George Washington was president. This is another sentence. Martha Washington was first lady.

Save this file as /tmp/in/test.txt.

Now, start up the NLP Building Blocks:

git clone
cd nlp-building-blocks
docker-compose up

Now you can start the processors in the flow! The file /tmp/in/test.txt will disappear and three files will appear in /tmp/out/. The three files will have random UUIDs for filenames thanks to the UpdateAttribute processor. If we look at the contents of each of these files we see:

First file:

{"entities":[{"text":"George Washington","confidence":0.96,"span":{"tokenStart":0,"tokenEnd":2},"type":"person","languageCode":"eng","extractionDate":1514488188929,"metadata":{"x-model-filename":"mtnfog-en-person.bin"}}],"extractionTime":84}

Second file:


Third file:

{"entities":[{"text":"Martha Washington","confidence":0.89,"span":{"tokenStart":0,"tokenEnd":2},"type":"person","languageCode":"eng","extractionDate":1514488189026,"metadata":{"x-model-filename":"mtnfog-en-person.bin"}}],"extractionTime":2}

The input text was broken into three sentences so we have three output files. In the first file we see that George Washington was extracted as a person entity. The second file did not have any entities. The third file had Martha Washington as a person entity. Our NLP pipeline orchestrated by Apache NiFi read the input, broke it into sentences, broke each sentence into tokens, and then identified named-entities from the tokens.
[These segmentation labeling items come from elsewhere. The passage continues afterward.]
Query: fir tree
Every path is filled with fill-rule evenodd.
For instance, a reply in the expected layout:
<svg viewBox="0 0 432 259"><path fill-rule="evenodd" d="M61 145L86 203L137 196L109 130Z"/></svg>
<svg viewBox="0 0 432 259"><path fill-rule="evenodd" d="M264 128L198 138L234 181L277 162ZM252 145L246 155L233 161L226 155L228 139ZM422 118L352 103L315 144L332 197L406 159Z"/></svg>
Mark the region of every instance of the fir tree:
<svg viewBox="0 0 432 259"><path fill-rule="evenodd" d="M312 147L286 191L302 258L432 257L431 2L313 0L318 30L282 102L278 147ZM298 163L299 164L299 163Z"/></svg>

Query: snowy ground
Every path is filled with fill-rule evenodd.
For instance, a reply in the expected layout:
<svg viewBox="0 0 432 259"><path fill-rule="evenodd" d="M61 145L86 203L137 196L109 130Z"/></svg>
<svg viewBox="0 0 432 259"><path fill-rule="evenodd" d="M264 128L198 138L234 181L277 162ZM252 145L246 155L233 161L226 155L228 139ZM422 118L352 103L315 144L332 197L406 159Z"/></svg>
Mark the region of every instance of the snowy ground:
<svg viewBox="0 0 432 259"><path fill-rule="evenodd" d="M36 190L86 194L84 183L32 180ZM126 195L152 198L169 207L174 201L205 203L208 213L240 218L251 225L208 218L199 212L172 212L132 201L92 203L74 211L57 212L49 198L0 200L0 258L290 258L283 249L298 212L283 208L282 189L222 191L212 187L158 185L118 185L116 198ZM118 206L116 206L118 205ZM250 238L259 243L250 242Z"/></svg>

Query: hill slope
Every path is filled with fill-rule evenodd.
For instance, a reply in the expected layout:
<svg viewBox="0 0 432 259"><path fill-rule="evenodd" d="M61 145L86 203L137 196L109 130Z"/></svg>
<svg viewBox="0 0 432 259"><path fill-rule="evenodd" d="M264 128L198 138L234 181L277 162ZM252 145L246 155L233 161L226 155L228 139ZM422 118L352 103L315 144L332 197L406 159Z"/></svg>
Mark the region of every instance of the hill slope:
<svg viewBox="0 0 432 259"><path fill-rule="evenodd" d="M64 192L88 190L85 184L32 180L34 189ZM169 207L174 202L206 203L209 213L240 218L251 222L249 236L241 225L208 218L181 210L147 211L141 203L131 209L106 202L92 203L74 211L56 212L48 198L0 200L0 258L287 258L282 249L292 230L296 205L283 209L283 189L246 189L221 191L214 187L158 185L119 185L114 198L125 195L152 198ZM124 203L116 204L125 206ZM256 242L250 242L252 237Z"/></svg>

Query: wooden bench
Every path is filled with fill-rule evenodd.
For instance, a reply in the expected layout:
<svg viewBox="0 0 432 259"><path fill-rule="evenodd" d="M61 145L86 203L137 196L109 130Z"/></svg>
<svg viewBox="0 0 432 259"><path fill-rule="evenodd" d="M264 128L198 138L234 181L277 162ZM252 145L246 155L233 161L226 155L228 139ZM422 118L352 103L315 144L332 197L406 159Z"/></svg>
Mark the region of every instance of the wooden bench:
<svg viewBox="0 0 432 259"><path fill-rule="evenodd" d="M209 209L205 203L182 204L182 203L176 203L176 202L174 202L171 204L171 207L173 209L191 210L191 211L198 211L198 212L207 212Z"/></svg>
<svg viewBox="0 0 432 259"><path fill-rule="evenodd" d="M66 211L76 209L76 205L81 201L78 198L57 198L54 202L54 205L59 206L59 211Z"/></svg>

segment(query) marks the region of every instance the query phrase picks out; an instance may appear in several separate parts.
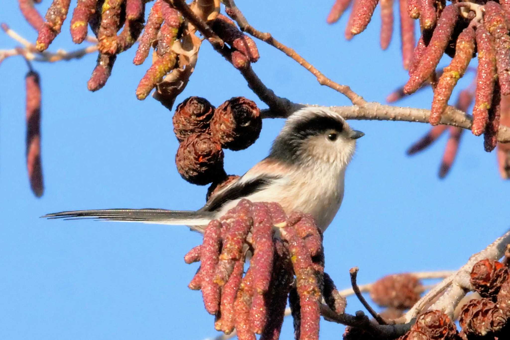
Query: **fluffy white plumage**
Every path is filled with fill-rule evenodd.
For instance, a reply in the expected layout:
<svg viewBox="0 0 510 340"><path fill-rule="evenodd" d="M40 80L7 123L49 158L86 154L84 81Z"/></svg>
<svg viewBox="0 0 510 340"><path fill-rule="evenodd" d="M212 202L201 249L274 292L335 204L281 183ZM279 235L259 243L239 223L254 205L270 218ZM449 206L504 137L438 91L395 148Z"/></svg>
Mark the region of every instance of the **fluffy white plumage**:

This flow assumed the language would always be English but if you are unsure you can add another InvokeHTTP processor to utilize Renku Language Detection Engine. This will enable language detection inside your flow and you can route the FlowFiles through the flow based on the detected language giving you a very powerful NLP pipeline.

There's a lot of cool stuff here but arguably one of the coolest is that by using the NLP Building Blocks you don't have to pay per-request pricing that many of the NLP services charge. You can run this pipeline as much as you need to. And if you are in an environment where your text can't leave your network, this pipeline can be run completely behind a firewall (just like we did in this post).